This article looks at the case of Mercer v Alternative Future Group Ltd and anor and the case of industrial action and whether laws be rewritten to extend protection for striking employees.
The Trade Union and Labour Relations (Consolidation) Act 1992 (TULRCA) provides that in relation to taking part in industrial action there will in prescribed circumstances of protection against dismissal and separately, it provides that employees taking part in trade union activities benefit from protection against any detriment. In the case of Mercer v Alternative Future Group Ltd and anor the question was whether further words should be read into these provisions to provide protection from detriment for taking part in industrial action as that lack of protection may breach the European Convention on Human Rights.
Mrs Mercer was a support worker and a union representative who had been involved in the planning and taking of action in respect of a dispute regarding pay for sleep-in shifts. She had later been suspended from work pending disciplinary proceedings on the grounds that she had abandoned her shift on two occasions without permission and had spoken to the press without prior authorisation. Despite the suspension being lifted and no disciplinary sanction ultimately being imposed Mrs Mercer claimed her suspension amounted to an unlawful detriment.

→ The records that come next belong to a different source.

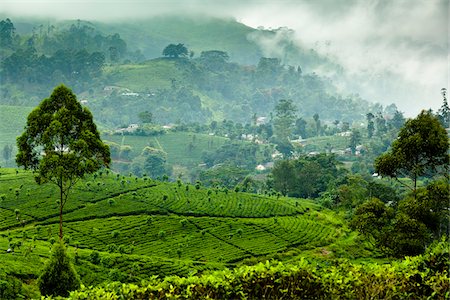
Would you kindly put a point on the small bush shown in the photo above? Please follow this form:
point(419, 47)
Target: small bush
point(59, 276)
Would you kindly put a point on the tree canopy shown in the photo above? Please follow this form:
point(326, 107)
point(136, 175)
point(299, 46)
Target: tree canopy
point(61, 143)
point(420, 149)
point(175, 51)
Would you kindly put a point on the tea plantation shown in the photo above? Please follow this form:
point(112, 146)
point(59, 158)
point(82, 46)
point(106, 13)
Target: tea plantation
point(130, 229)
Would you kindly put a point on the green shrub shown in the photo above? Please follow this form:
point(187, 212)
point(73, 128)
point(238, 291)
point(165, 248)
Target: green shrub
point(59, 276)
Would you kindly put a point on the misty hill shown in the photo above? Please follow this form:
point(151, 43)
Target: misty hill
point(227, 76)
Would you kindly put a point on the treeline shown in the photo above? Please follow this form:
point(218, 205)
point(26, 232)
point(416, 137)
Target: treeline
point(50, 55)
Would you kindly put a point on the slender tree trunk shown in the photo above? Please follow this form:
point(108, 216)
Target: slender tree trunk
point(60, 212)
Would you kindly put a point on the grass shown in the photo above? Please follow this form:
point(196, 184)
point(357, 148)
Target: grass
point(142, 227)
point(175, 144)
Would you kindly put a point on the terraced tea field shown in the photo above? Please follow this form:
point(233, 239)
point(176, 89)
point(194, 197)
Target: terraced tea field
point(160, 228)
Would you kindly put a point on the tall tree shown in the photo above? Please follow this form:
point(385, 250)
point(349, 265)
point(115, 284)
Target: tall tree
point(317, 123)
point(61, 143)
point(444, 111)
point(421, 148)
point(175, 51)
point(285, 115)
point(7, 151)
point(370, 125)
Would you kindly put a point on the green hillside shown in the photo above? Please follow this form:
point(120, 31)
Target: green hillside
point(12, 122)
point(198, 33)
point(156, 228)
point(175, 144)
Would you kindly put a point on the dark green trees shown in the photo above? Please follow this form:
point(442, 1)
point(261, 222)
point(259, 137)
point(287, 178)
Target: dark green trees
point(420, 149)
point(175, 51)
point(59, 276)
point(61, 143)
point(285, 116)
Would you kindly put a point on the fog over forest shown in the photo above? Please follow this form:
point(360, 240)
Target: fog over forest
point(391, 51)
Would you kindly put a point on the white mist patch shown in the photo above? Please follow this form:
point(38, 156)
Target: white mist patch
point(391, 51)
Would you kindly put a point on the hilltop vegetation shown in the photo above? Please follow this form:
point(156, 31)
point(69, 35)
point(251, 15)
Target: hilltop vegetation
point(160, 228)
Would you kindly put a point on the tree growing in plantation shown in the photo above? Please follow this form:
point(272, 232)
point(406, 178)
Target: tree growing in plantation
point(61, 144)
point(175, 51)
point(59, 276)
point(444, 112)
point(420, 149)
point(7, 151)
point(370, 125)
point(285, 116)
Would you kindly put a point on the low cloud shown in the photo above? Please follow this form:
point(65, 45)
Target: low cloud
point(392, 51)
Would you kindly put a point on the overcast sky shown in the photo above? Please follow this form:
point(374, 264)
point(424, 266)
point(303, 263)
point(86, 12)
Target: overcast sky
point(395, 50)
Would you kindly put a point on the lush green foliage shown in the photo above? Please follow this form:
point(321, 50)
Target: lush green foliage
point(420, 149)
point(61, 143)
point(59, 276)
point(422, 277)
point(306, 176)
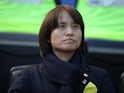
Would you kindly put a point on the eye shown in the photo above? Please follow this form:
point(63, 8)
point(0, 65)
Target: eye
point(76, 26)
point(61, 26)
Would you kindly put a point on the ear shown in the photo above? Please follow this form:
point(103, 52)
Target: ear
point(49, 41)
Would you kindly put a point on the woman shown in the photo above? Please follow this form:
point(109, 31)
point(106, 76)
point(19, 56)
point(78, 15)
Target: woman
point(63, 68)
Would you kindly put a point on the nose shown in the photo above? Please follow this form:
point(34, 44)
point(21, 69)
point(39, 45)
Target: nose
point(69, 31)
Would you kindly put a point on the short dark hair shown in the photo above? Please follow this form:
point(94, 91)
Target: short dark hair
point(51, 22)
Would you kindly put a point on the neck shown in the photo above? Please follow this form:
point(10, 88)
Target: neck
point(64, 56)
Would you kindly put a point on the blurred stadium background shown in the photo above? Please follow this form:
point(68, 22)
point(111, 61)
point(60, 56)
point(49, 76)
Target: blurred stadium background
point(20, 21)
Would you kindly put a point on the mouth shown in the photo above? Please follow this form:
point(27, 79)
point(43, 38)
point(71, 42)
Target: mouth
point(69, 40)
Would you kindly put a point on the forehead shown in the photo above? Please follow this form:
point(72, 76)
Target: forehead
point(64, 16)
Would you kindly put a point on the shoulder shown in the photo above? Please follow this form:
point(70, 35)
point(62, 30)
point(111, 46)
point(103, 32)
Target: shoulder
point(98, 75)
point(101, 79)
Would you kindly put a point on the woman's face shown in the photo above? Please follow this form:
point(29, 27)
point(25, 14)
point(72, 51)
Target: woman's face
point(67, 36)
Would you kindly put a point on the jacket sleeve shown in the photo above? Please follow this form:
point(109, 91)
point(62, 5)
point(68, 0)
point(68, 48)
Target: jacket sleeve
point(107, 85)
point(21, 84)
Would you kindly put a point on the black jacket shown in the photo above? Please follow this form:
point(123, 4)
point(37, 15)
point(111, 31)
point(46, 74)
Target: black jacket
point(34, 79)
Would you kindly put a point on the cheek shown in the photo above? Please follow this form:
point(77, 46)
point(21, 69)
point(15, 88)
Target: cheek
point(54, 38)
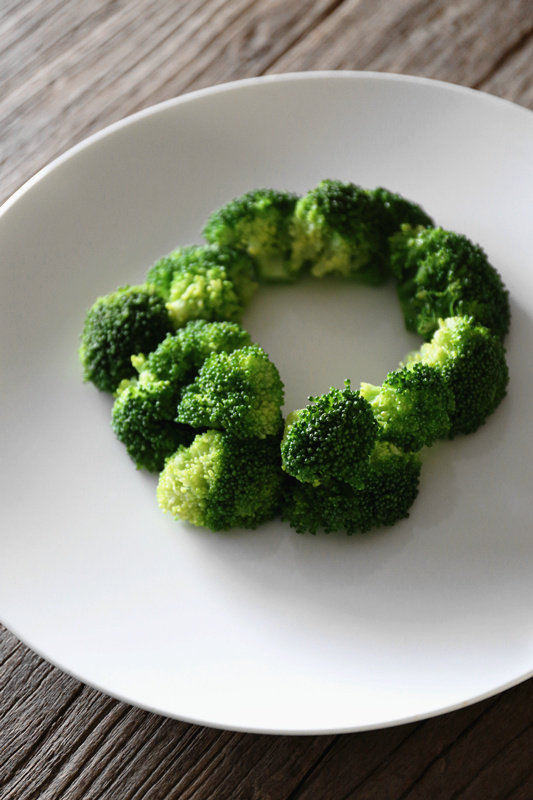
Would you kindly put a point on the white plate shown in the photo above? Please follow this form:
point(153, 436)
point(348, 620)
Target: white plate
point(266, 630)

It was held that whilst her actions had amounted to participation in industrial action and that had previously been found to have been outside the scope of protection given in TULCRA to trade union activities taking into account the decisions of the European Court of Human Rights this lack of protection from detriment for participating in industrial action could infringe Article 11 of the European Convention on Human Rights. However, it was not appropriate read into TULRCA words that would extend the scope of protection as it would ‘go against the grain’ of the legislation.
The Court of Appeal’s decision reverses that given last year when it had been held words should be added into the legislation to extend protection. The structure of the legislation indicated a clear intention by Parliament to treat industrial action differently from other trade union activities. It was also relevant that any changes would need to address policy questions as to whether protection should be subject to time limits and whether it would apply to all industrial action or only to official industrial action called by the trade union. These would be matters for Parliament rather than the courts to assess.